R-AIRL extracts reasoning rewards from expert demonstrations to guide LLM training and inference

A machine-rendered reading of the paper's core claim, the machinery that carries it, and where it could break.

The paper develops Reasoning Adversarial Inverse Reinforcement Learning to infer a process-level reward function from expert Chain-of-Thought demonstrations instead of copying the demonstrations as in supervised fine-tuning. This matters because explicit rewards are often unavailable for complex reasoning tasks, and direct imitation can fail when the model encounters new situations during inference. Experiments on math, multiple-choice, and medical reasoning benchmarks show the learned reward improves training performance over SFT, raises pass rates when used to rerank answers, and identifies faulty reasoning steps with high accuracy. The core idea is to use adversarial training to recover what makes an expert reasoning trace good rather than just reproducing it.

Core claim

R-AIRL learns a reward function by adversarially distinguishing expert reasoning traces from those generated by the model, allowing the reward to be applied for post-training optimization, inference-time selection of best responses, and localization of errors within reasoning chains, with measured gains of up to 17.4 points in pass@1 and 86.1 percent accuracy in error detection.

What carries the argument

The R-AIRL framework adapts adversarial inverse reinforcement learning to language model reasoning by training a discriminator on sequences of reasoning steps to derive a scalar reward for each step or trace.

If this is right

  • The reward function serves as a training signal that outperforms supervised fine-tuning on reasoning tasks.
  • Reranking model outputs using the reward improves the chance of selecting a correct final answer.
  • Process-level rewards enable accurate identification of where a reasoning chain first deviates from correct logic.

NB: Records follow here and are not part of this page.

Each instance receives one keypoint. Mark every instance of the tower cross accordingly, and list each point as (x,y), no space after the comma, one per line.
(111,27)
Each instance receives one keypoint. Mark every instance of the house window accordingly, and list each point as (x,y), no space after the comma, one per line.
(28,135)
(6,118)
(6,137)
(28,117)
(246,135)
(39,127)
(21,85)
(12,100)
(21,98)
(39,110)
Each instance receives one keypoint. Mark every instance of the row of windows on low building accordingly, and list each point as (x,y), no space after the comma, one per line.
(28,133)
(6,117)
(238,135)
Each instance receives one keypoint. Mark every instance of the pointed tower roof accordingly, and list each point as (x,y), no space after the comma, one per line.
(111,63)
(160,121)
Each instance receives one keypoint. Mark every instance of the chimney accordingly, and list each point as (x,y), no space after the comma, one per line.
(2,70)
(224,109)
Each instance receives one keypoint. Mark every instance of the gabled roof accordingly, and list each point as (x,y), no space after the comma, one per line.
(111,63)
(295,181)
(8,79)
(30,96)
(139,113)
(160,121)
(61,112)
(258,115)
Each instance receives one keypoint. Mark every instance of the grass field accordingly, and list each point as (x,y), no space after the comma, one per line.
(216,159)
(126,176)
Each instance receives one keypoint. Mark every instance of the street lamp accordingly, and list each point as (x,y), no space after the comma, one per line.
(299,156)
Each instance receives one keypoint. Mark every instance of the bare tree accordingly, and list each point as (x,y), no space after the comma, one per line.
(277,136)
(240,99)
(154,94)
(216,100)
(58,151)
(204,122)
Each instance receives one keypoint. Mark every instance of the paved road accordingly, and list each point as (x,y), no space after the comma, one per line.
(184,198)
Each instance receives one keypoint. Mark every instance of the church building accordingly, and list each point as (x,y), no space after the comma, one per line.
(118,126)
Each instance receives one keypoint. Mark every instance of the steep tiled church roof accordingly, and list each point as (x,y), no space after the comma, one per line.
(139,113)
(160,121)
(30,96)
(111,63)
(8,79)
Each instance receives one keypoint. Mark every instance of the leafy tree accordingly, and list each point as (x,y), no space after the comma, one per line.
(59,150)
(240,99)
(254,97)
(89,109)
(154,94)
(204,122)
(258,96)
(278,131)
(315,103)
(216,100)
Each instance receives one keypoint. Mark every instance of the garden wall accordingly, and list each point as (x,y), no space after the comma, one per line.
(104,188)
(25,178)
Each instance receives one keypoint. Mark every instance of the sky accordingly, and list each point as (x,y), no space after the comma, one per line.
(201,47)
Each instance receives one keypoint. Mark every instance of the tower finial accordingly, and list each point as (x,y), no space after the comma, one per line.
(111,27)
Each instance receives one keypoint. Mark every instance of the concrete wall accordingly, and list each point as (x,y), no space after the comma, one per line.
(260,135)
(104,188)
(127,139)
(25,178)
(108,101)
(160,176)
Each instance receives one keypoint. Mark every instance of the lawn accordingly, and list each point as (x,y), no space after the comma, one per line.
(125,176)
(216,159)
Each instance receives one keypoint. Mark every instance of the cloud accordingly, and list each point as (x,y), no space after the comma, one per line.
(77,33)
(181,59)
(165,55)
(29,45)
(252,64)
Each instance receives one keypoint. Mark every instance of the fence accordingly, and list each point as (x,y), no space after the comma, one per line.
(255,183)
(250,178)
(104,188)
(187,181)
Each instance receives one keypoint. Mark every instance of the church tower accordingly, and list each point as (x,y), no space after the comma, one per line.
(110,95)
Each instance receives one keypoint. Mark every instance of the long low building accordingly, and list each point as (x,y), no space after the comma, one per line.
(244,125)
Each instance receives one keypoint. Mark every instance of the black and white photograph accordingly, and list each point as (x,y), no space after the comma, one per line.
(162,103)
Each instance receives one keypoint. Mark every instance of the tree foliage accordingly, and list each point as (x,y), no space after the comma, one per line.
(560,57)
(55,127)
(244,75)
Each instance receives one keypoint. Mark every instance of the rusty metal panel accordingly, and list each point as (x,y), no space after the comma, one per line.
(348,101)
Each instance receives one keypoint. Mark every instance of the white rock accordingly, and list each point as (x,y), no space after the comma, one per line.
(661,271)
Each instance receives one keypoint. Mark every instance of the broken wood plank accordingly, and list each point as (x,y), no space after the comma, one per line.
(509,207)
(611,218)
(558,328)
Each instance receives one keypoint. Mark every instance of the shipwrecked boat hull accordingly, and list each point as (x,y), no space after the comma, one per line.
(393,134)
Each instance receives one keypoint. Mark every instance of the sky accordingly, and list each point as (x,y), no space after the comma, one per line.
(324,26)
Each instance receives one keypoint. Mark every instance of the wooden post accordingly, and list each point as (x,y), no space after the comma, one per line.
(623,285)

Where Pith is reading between the lines

These are editorial extensions of the paper, not claims the author makes directly.

  • This could extend to domains beyond the tested benchmarks where only demonstration data exists.
  • Combining the learned reward with outcome-based rewards might yield hybrid supervision methods.
  • The method highlights the potential of inverse methods to automate reward design for sequential decision making in language models.

Load-bearing premise

The information in expert reasoning traces is rich enough that an adversarial learner can extract rewards reflecting genuine reasoning quality instead of superficial features of the data collection.

What would settle it

A test where the R-AIRL reward is applied to a new set of problems and shows no improvement in training outcomes or reranking success compared to using no reward or a simple heuristic would falsify the claim of effective reward recovery.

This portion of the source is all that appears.